Eventually Casey is ready. He laybacks up the pumpy slopers, desperately leaning off of shallow knee bars to clip the fixed nuts that have been hammered into the pin scars. At the crux he crimps footchips on the face and definitely doesn’t use the beta that he had worked out the last time. He punches through some shallow locks with several yells and settles into the hand jam rest before the final section. It’s 5.10 laybacking on an okay sloper, which would normally be fine, except last weekend a foot slip in this section sent Casey flying. I can see his elbows flaring out and his whole body sagging with fatigue as he grunts his way up. He grabs the finish jug and lets out a victory scream. For a while he just sits there shaking, holding his head in his hands, overwhelmed by the improbability of the send. I sit there thinking “Shit, now I have to send too.”
I similarly forget my beta at the crux, and make something up to get to the key fingerlock. It’s wet, but at this point I don’t even care because after this pitch I know I can do all the moves on the rest of the route.
The only hard pitch left is the 12a traverse pitch, which I’ve only tried once and never sent. Since it goes sideways around a corner, it’s a giant pain in the ass to try more than once. We really don’t’ want to mess this one up. Climbing sideways is always scary; however, this pitch is one of the craziest, wildest and most exposed pitches, with some truly weird holds. I concentrate on the novelty of it to distract myself. Casey had followed this pitch easily before, but now fatigue has set in. He scrapes through the crux using some stuff-your-foot-in-a-hole-to-rest trickery and soon we are both at Round Table ledge.
The psyche of knowing that we’re going to send courses through me like caffeine. I race up the next pitch, feeling like a fucking hero as I slam hand jams one after another. Nothing can stop us now, and everything, even 11d, feels easy.

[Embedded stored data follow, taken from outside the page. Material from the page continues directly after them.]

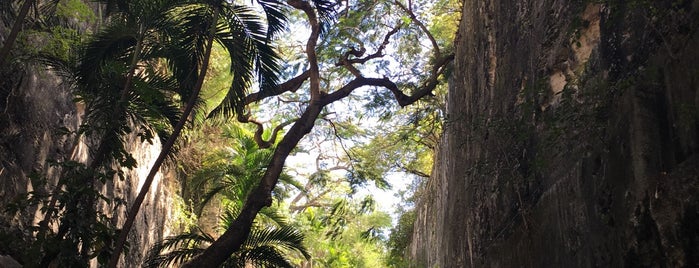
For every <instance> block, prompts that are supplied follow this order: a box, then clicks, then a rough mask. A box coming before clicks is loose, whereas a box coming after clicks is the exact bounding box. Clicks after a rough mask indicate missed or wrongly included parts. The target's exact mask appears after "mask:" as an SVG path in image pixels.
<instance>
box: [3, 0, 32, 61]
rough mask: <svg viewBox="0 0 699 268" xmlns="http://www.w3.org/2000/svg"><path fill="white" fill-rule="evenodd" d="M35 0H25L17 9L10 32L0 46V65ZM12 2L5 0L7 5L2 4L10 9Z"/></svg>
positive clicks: (13, 40) (9, 49)
mask: <svg viewBox="0 0 699 268" xmlns="http://www.w3.org/2000/svg"><path fill="white" fill-rule="evenodd" d="M35 1H36V0H25V1H24V3H23V4H22V7H21V8H20V10H19V14H18V15H17V17H16V18H15V22H14V23H13V24H12V29H11V30H10V34H9V35H8V36H7V38H6V39H5V43H4V44H3V46H2V48H0V66H3V65H4V64H5V59H7V57H8V56H9V55H10V51H11V50H12V46H14V44H15V40H17V36H18V35H19V32H20V31H21V30H22V25H23V24H24V18H25V17H27V14H29V8H31V6H32V5H34V2H35ZM12 2H14V1H7V3H6V5H7V6H4V8H8V9H10V8H11V7H12Z"/></svg>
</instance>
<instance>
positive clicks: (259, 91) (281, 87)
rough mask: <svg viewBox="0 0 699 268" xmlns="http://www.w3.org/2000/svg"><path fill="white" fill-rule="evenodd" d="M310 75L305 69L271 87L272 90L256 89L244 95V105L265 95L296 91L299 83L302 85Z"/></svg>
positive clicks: (264, 96)
mask: <svg viewBox="0 0 699 268" xmlns="http://www.w3.org/2000/svg"><path fill="white" fill-rule="evenodd" d="M310 76H311V72H310V71H308V70H306V71H304V72H303V73H301V74H299V75H298V76H296V77H294V78H292V79H289V81H286V82H284V83H282V84H281V85H278V86H277V88H275V89H272V90H264V91H258V92H255V93H252V94H249V95H247V96H246V97H245V105H248V104H251V103H253V102H256V101H260V100H263V99H265V98H267V97H272V96H277V95H281V94H283V93H286V92H296V90H298V89H299V88H300V87H301V85H303V82H305V81H306V80H308V78H309V77H310Z"/></svg>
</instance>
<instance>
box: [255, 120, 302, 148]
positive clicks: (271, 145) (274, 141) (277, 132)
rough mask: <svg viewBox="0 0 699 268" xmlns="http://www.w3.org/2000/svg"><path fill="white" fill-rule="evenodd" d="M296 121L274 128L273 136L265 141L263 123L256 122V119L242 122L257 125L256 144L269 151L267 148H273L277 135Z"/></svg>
mask: <svg viewBox="0 0 699 268" xmlns="http://www.w3.org/2000/svg"><path fill="white" fill-rule="evenodd" d="M294 121H296V119H294V120H289V121H286V122H284V123H281V124H279V125H278V126H276V127H275V128H274V130H272V135H271V136H270V137H269V139H268V140H265V139H263V138H262V134H263V133H264V131H265V128H264V125H263V124H262V123H261V122H259V121H257V120H254V119H247V120H246V121H245V122H243V121H241V123H252V124H255V125H257V130H255V138H254V140H255V143H257V146H259V147H260V148H263V149H267V148H270V147H272V145H274V142H275V141H276V140H277V134H278V133H279V132H280V131H281V130H282V129H284V128H285V127H286V126H288V125H290V124H291V123H293V122H294Z"/></svg>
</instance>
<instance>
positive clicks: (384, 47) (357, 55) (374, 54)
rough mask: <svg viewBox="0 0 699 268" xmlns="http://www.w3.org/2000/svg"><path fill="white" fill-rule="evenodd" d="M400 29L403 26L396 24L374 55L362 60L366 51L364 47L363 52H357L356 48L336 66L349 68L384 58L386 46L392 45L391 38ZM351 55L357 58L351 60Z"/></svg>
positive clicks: (352, 49)
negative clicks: (375, 59)
mask: <svg viewBox="0 0 699 268" xmlns="http://www.w3.org/2000/svg"><path fill="white" fill-rule="evenodd" d="M400 29H401V24H400V23H398V24H396V26H395V27H393V29H391V30H390V31H389V32H388V33H386V35H385V36H384V38H383V42H381V45H380V46H379V48H378V49H376V52H374V53H373V54H370V55H367V56H366V57H364V58H360V57H361V56H362V55H364V52H365V51H366V49H365V48H363V47H362V49H361V50H359V51H357V50H356V49H355V48H352V49H351V50H350V51H348V52H345V53H344V54H343V55H342V58H341V59H340V61H339V62H338V63H336V64H335V65H336V66H345V67H347V66H349V65H352V64H364V63H366V62H367V61H369V60H372V59H376V58H380V57H383V56H384V53H383V52H384V49H386V46H388V44H389V43H390V41H391V37H392V36H393V35H394V34H396V33H397V32H398V31H399V30H400ZM350 55H353V56H355V57H357V58H352V59H350V58H349V56H350ZM352 68H354V67H353V66H352ZM353 74H354V73H353Z"/></svg>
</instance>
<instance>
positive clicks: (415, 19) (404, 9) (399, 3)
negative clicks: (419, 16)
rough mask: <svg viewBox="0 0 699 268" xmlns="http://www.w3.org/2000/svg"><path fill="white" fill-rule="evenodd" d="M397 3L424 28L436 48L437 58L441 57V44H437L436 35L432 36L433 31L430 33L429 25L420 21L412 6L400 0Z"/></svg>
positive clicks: (421, 26) (430, 42) (422, 27)
mask: <svg viewBox="0 0 699 268" xmlns="http://www.w3.org/2000/svg"><path fill="white" fill-rule="evenodd" d="M395 3H396V5H398V7H400V9H402V10H403V11H404V12H405V13H407V14H408V16H409V17H410V19H411V20H412V21H413V22H414V23H415V25H417V27H418V28H420V30H422V32H423V33H425V35H427V38H428V39H430V43H432V49H433V50H434V54H435V58H436V59H439V58H441V51H440V50H439V44H437V40H436V39H435V38H434V36H432V33H430V30H429V29H427V26H425V24H424V23H422V21H420V20H419V19H418V18H417V16H415V13H414V12H413V10H412V7H411V8H408V7H406V6H405V5H403V3H401V2H400V1H398V0H396V1H395Z"/></svg>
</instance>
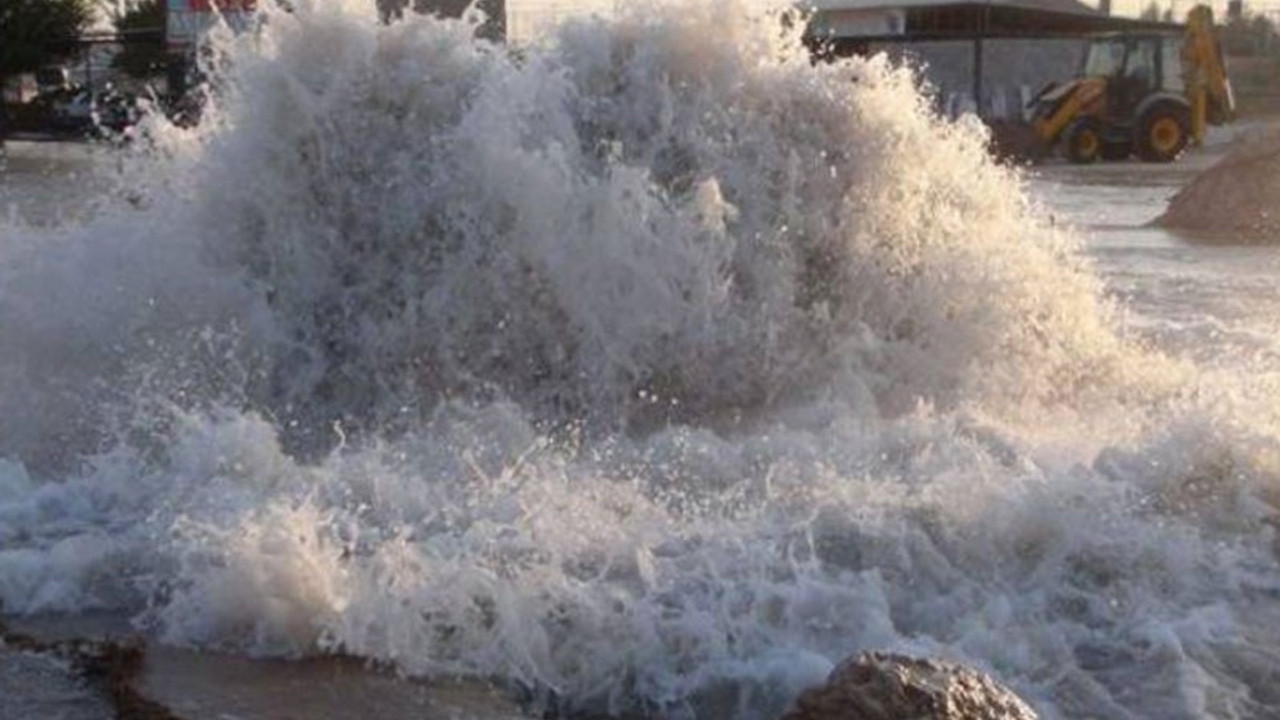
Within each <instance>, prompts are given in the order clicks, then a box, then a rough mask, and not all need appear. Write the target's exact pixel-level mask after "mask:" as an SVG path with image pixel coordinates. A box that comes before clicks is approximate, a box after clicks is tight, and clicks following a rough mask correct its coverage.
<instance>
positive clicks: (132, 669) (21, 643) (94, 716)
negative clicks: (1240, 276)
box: [0, 616, 525, 720]
mask: <svg viewBox="0 0 1280 720" xmlns="http://www.w3.org/2000/svg"><path fill="white" fill-rule="evenodd" d="M0 638H3V641H0V719H3V720H10V719H13V720H27V719H31V720H108V719H110V717H119V719H122V720H225V719H228V717H236V719H237V720H346V719H348V717H378V719H379V720H399V719H403V720H443V719H451V720H466V719H476V720H515V719H518V717H525V716H524V715H522V714H521V712H520V710H518V707H517V705H516V703H515V702H513V701H512V700H511V698H509V697H507V696H506V694H504V693H503V692H500V691H498V689H497V688H494V687H492V685H490V684H488V683H483V682H476V680H462V679H458V680H448V679H440V680H413V679H407V678H402V676H398V675H397V674H394V673H392V671H388V670H384V669H380V667H375V666H371V665H370V664H369V662H365V661H362V660H358V659H352V657H340V656H324V657H311V659H301V660H262V659H251V657H243V656H236V655H225V653H216V652H196V651H191V650H180V648H173V647H165V646H160V644H155V643H148V642H147V641H146V638H142V637H140V635H137V634H136V633H134V632H133V630H132V628H129V626H128V623H127V620H123V619H118V618H111V616H101V618H96V616H70V618H36V619H22V620H12V621H10V624H9V626H5V625H4V623H3V621H0Z"/></svg>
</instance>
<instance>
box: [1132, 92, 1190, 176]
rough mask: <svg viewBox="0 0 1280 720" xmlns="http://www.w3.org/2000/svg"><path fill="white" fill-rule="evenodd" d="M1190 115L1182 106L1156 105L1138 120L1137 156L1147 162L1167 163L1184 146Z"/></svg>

Of course, the feeling is fleeting. Casey links a section of steep 11d fingers into the Scotty B offwidth, realizing at the last minute that he’s racked his gear wrong for a left-side-in offwidth. He spends at least 20 minutes crammed in a shallow scoop at the base of the offwidth, blindly switching gear from one side of his harness to the other. The offwidth is slow-going, as is the thought-provoking double chimney above. The mega pitch takes forever, and I have plenty of time to worry myself sick about blowing the whole thing at the last minute. Finally I’m in the offwidth, and I know that I can make it, but only by groveling my way, inch by painful inch, for what seems like an eternity. Eventually we find ourselves three pitches from the top. The energy sap is apparent on the final pitches, but there is a certainty in our movements. Even the excruciating pain in our feet is overwhelmed by the psyche of having completed what was expected to be such a long-term goal.
We top out around 5:00PM alongside Alix and Katie, having sent all but one of the pitches first try. Unfortunately we don’t see Matt and Casey up top as well. They were a bit faster than us, so we don’t get congratulate them on sending in person.
PIZZA AND BEER
As if by magic, Katie produces a warm can of Guinness they’d found on the route and we all share a few sips before they head back to the valley floor and we stay up top.
The rest of the evening was spent in a small cave on top of El Cap in a state of joyful shock, recounting the route, eating sausage and cheese and listening to podcasts. The next day we rappel all of El Cap. Casey, not a huge fan of rappelling, offers to take the bags if I go first on every rap. Nineteen rappels and five hours later we arrive on the ground and treat ourselves to beer and pizza.
Over the course of three days, we both free climbed every pitch of Freerider. We’re going to stay close to the ground for a while now.